Всю весну он работал с раннего утра до поздней ночи, справляясь со своими многочисленными обязанностями, и еще ухитрялся «под разными предлогами» уводить Кэт из дому, чтобы она могла развлечься, рассеяться. Но ей все-таки не становилось лучше. Тогда он вновь снял Форт-хаус в Бродстерсе с мая по октябрь, и они поехали туда — в последний раз: здесь стало так шумно, что трудно было работать. Ему уже пять лет назад мешали «бродячие музыканты. Если только на улице нет проливного дождя, то не успеешь поработать и получаса, как начинается пытка: и шарманщики, и куплетисты, и скрипки, и бубенцы!» Но теперь здесь стоял такой гомон, что писать можно было, только закрыв все окна и двери, а чтобы погулять в тишине, нужно было уходить куда-нибудь подальше. То было лето Всемирной выставки в Гайд-парке[129], и Диккенс был рад, что живет не в Лондоне. К выставке он испытывал «инстинктивное чувство неприязни, смутное и необъяснимое». Он считал, что выставка «скучна и утомительна». Он побывал на ней дважды, и от количества экспонатов у него закружилась голова. «Зрелища всегда внушали мне безотчетный страх, и при виде такого множества зрелищ, слитых воедино, это чувство отнюдь не рассеялось... Ужасно, когда приходится кривить душой, но если кто-нибудь спрашивает: „А вы уже видели?..“ — я отвечаю: „Да“, — зная, что иначе мне начнут рассказывать о ней, а этого я не выдержу». Его, как всегда, навещали друзья; приехал в Форт-хаус и его будущий биограф. «Здесь побывал Форстер и, снисходительно потрепав городишко по плечу, уехал, внушив Тому Коллинзу[130] глубокую уверенность в том, что он (Ф.) делает океану огромное одолжение, купаясь в нем».

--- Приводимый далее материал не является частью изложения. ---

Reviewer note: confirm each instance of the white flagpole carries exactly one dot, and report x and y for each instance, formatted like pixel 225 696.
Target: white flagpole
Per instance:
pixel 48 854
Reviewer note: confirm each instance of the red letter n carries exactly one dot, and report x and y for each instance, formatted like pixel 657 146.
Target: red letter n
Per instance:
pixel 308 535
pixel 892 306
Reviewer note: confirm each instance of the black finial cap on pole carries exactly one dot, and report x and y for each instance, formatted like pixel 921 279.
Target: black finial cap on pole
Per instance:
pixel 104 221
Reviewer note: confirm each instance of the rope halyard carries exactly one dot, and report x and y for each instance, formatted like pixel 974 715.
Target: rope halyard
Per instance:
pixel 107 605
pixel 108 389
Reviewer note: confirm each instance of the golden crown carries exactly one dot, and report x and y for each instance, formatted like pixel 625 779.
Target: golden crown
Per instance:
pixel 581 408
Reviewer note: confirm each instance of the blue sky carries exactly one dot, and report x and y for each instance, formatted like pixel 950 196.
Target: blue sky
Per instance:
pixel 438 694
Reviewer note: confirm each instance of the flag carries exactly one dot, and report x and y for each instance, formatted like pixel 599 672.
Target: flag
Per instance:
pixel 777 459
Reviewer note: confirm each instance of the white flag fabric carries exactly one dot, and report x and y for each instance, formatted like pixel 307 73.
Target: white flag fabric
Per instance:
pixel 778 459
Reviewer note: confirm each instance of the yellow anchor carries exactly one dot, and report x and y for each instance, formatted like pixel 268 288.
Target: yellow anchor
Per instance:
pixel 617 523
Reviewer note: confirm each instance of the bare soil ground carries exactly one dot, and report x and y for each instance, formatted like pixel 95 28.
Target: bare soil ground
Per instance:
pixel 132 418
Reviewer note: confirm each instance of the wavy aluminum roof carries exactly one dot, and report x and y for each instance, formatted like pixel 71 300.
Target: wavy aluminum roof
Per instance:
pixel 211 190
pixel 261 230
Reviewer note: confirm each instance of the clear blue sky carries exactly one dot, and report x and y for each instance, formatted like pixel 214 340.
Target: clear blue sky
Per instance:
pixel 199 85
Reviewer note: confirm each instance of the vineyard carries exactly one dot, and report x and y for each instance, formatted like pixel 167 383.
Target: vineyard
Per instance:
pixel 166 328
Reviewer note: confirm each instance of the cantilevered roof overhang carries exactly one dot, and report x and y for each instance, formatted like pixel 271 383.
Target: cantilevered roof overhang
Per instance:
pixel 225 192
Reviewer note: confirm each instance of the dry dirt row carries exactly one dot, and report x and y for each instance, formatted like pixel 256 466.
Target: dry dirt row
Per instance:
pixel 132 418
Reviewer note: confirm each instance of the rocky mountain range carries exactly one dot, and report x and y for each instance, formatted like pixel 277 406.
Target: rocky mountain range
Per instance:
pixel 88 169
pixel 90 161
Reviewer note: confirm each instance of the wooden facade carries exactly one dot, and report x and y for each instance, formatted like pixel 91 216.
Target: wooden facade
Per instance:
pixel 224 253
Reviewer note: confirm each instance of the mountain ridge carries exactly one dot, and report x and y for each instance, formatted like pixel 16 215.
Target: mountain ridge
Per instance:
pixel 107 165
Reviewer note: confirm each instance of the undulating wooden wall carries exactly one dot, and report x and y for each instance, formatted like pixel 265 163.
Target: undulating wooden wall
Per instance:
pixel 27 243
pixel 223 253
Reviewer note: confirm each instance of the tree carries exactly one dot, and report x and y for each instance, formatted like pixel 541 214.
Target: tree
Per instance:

Все лето Диккенс лихорадочно переделывал и перестраивал свой новый дом. Срок аренды дома № 1 на Девоншир-Террас истекал, и осенью семейству Диккенсов предстояло переехать в Тэвисток-хаус (на площади Тэвисток). Все заботы в связи с переездом легли на Диккенса, и он проявлял при этом больше предусмотрительности, энергии, расторопности, силы воли, сосредоточенности и внимания к каждой мелочи, чем какой-нибудь премьер-министр, управляя целой страной. Когда Диккенс вселялся в новый дом, это было похоже на землетрясение. Ремонтом распоряжался Генри Остин, муж его младшей сестры, и из писем Диккенса, адресованных ему, видно, что хозяина дома чрезвычайно раздражала медлительность английских рабочих. «Я то и дело брожу (в воображении) по всему дому, на каждом шагу наталкиваясь на рабочих, — писал он из Бродстерса. — Когда у них начинается обеденный перерыв, я падаю духом, а при мысли о том, что в воскресенье они вообще не притронутся к работе, становлюсь несчастнейшим из людей. За обедом мне чудится в подливке вкус клея. В морском воздухе я слышу запах краски. Известка преследует меня днем и ночью, как страшный призрак. Мне снится, что я плотник и никак не могу поставить перегородку в холле. Мне часто снится, что я принимаю в своей гостиной избранное общество и во время танцев проваливаюсь в кухню, так как одной балки не хватает... И каждую ночь мне снятся рабочие. Они строят мне рожи, но ничего другого строить не желают». И месяц спустя: «Ох, неужели это надолго? Все внимание поглощает новая книга! Сюжет так и вертится в голове! А тут еще эти рабочие, эта тупая голова, эта безумная необходимость — и полная неспособность — писать, это брр! Я, кажется, скоро попаду кое-куда!»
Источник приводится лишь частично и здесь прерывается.